Objetivos: Analisar as características do processo de globalização mundial, em especial na América do Norte; considerar os aspectos relacionados com o ambiente no tratado de livre comércio da América do Norte (NAFTA) e analisar os problemas que se apresentam no nível ambiental.
Metodologia: Analítica e interpretativa.
Resultados: A autora define e analisa com base em cinco critérios o processo de globalização: 1) O aumento do poder das corporações econômicas transnacionais; 2) A constituição de blocos econômicos que disputam a hegemonia econômica mundial. 3) O papel da revolução tecnológica; 4) A hegemonia do modelo neoliberal baseado nos princípios (econômicos e ambientais) da teoria neoclássica. 5) O ideal neoliberal como um sentido comum generalizado.
Nervi analisa historicamente o processo de integração da América do Norte, primeiro entre os Estados Unidos e o Canadá (1988) e logo depois com o México (1994), como parte de uma estratégia dos Estados Unidos de recompor sua hegemonia mundial debilitada. NAFTA representa um acordo de livre comércio que apresenta um especial interesse para os investidores, que omiti toda a consideração sobre as desiguais condições de trabalho, leis trabalhistas e salários nos três países.

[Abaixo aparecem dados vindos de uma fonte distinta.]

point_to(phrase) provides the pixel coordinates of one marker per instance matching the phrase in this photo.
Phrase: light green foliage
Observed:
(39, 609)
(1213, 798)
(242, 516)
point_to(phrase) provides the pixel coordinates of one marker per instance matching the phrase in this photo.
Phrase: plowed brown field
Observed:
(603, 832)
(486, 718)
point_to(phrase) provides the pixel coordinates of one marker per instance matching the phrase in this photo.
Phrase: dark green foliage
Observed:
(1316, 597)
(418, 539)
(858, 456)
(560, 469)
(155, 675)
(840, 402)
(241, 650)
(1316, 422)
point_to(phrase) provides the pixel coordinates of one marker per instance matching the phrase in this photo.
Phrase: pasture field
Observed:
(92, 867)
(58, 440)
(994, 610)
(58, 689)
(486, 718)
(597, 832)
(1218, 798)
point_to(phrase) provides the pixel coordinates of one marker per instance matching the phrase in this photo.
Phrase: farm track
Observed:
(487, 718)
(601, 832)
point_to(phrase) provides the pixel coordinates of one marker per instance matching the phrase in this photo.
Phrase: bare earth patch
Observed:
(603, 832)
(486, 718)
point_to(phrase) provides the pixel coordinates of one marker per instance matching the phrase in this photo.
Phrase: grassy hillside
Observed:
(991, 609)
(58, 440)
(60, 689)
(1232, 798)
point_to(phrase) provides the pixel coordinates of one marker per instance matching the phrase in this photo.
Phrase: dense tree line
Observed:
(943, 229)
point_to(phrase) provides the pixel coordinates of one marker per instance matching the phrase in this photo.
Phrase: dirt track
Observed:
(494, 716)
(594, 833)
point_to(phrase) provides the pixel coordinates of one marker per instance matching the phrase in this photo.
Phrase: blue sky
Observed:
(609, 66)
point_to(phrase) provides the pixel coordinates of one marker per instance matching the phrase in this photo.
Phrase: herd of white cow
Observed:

Como destaca a autora, a base do tratado é deixar o comércio livre, sem regulação, o que significa deixá-lo nas mãos das corporações transnacionais que comandam o comércio internacional.
Posteriormente, o capítulo analisa a relação entre a NAFTA e o meio ambiente, destacando: a) os custos ambientais e de saúde ambiental nas integrações desiguais; b) os diferentes modelos mantidos pelas corporações nos diferentes países; c) os processos de exportação/importação de risco; d)a exportação da ideologia dos Estados Unidos ao resto dos países em matéria de saúde ambiental; e) a falta de incentivo no desenvolvimento de estratégias baseadas na indústria limpa; f) a redução da soberania dos países periféricos na gestão de problemas ambientais; g) a maior dependência dos países periféricos de uma tecnologia de controle de riscos ambientais, que não está entre as melhores do mundo e h) a configuração de um sentido comum nos países segundo a degradação ambiental (e suas conseqüências na saúde) como um preço inevitável do desenvolvimento.
Conclusões: O trabalho conclui analisando os eixos de ação que as forças progressistas deveriam desenvolver para enfrentar os problemas ambientais e de saúde ambiental gerados pelo NAFTA.